Occasione ghiotta per vedere uno dei tanti film che ho in
“parcheggio”, vuoi perché troppo violenti, vuoi perché troppo “seri” per
condividerne la visione con un cucciolo di nemmeno dieci anni.
Scelgo “Di nuovo
in gioco” pellicola del 2012, splendidamente interpretata da un “mostro
sacro” come Clint Eastwood.
La commozione sale più e più volte, gli occhi si
inumidiscono, mentre vedo scorrere, sullo schermo, immagini e conflitti tra
padre e figlia, l’invecchiamento inarrestabile del primo, l’affacciarsi al
successo professionale della seconda, in un clima, tra i due, di ricerca e
rimbalzo, avvicinamento e incomprensione.
Film che, grazie alla metafora dello sport e della sfida sportiva,
permette allo spettatore di capire i
confini, ed il diritto, di ognuno di
essere come è, quello che è, senza per questo alienarsi la relazione con
l’altro. Relazione conflittuale, anche aspra, ma pur sempre un “annusarsi”, uno
stare insieme per come si riesce.
Certo, perché ciò avvenga, occorre scrutare nel proprio
passato, mettere coraggiosamente le mani dentro di sé, accostarsi alla propria
Ombra, pur inquietante che sia, aprirsi ad emozioni e sentimenti mandando a
volte “in soffitta” logica e pensiero, pena lo sguazzare nell’anaffettività
arida e desolante.
Film che, giocando sull’imminente cecità del
protagonista, offre squarci di spazio sull’uso degli altri sensi, primo tra
tutti l’udito. Come a dirci che ciò che ci appare alla vista non sempre è il
cardine per ogni nostra scelta e che c’è altro, di sotterraneo, di intimo, di
personale, a cui potremmo affidare le nostre scelte.
Film che ci offre pure un nostalgico, ma non insensato,
confronto tra l’aridità della macchina, dei numeri, delle percentuali e la
vivida incertezza emotiva del proprio “sentire”, dell’esserci fisicamente, con
tutta l’approssimazione che ciò comporta in scelte e decisioni. Condizione
quest’ultima indispensabile perché quelle scelte abbiano un cuore ed al cuore,
alla “pancia” dell’altro sappiano risuonare.
Probabilmente, un finale “buonista” depotenzia
parzialmente il film, ma è una produzione U.S.A., con lo sport ( il baseball )
a reggerne la trama e, dunque, l’happy end è di rigore.

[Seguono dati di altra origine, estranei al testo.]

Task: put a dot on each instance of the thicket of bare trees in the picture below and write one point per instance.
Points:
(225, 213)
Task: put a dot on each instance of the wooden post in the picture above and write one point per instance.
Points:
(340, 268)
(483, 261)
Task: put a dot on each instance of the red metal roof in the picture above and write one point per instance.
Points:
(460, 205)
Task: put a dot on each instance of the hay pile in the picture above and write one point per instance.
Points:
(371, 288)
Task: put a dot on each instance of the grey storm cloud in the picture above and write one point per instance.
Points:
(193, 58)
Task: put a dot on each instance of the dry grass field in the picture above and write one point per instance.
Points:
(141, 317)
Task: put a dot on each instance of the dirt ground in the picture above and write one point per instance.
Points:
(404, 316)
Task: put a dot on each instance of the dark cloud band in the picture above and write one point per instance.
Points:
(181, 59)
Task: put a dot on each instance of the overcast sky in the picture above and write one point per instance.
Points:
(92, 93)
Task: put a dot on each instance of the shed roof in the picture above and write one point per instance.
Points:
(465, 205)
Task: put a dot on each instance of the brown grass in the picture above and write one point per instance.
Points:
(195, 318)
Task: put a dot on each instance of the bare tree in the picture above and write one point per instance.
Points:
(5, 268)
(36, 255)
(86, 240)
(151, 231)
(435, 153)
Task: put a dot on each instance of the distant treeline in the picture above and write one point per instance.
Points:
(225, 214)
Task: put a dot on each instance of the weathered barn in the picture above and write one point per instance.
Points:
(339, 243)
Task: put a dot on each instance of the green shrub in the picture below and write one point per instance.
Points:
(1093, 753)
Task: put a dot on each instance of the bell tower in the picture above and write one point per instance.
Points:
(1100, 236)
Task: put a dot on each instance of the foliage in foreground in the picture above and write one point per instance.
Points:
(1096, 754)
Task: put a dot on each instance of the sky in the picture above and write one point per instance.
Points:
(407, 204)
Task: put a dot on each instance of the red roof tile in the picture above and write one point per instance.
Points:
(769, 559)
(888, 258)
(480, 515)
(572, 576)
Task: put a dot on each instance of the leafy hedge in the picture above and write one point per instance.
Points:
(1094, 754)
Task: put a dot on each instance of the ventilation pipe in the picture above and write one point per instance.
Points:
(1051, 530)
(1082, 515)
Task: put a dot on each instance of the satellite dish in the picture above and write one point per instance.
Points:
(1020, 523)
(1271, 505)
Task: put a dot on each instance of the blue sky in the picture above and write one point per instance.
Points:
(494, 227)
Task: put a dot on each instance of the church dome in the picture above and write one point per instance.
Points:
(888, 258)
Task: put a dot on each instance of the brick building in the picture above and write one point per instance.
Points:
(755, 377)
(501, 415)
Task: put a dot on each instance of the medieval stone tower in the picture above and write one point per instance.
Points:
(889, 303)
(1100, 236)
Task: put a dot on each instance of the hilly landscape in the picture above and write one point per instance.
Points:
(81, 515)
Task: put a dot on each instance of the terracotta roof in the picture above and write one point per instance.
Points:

Poi, nel finale, mi piace comunque che la protagonista
femminile, nello scegliere (e lasciarsi scegliere) il partner per una storia
d’amore, lo trovi in un aitante giovanotto in cui sì vivono alcuni tratti
paterni, ma in questi, contrariamene al genitore, sia presente la capacità di
aprirsi emozionalmente, di condividere incertezze e paure. Non una “coazione a
ripetere”, un pedissequo imprinting paterno sotto altre spoglie. Infatti, in
quel giovanotto, lei trova i forti e maschi tratti paterni, ben coniugati con
la disponibilità a stare nei conflitti emozionali, ad accettare e condividere il
loro disordinato succedersi.
Beh, un bel film, in cui , a tratti, ho rivisto sprazzi
delle mie attuali difficoltà a relazionarmi con mio figlio Kentaro, relazionarmi
ad un suo passato, da cui mi tenne lontano il “cartellino rosso” subìto ad
opera di una moglie un po’ disinvolta nelle scelte, che ritorna nei suoi
discorsi attuali, nelle sue logiche di relazione con me, ci ritorna colorato di
tinte non facili, spesso fastidiose e corrucciate.
Un film che, col senno di poi, avrei potuto anche
proporre a Lupo. Meglio così, però, altrimenti sai come mi avrebbe sfottuto per
tutti i miei momenti di commozione !!
Un film che, come sempre per questo genere di pellicole,
consiglio a tutti i padri, a tutti i maschi che si sono voluti dare nella
filiazione e, con ciò, ad un figlio hanno voluto dare l’incredibile piacere del
vivere. E a tutte le donne, perché, se mai ne avessero dubbi, leggessero la potenza e il coraggio che alberga,
nascosto o meno, nel maschile. Purché disposte, s’intende, ad accoglierlo.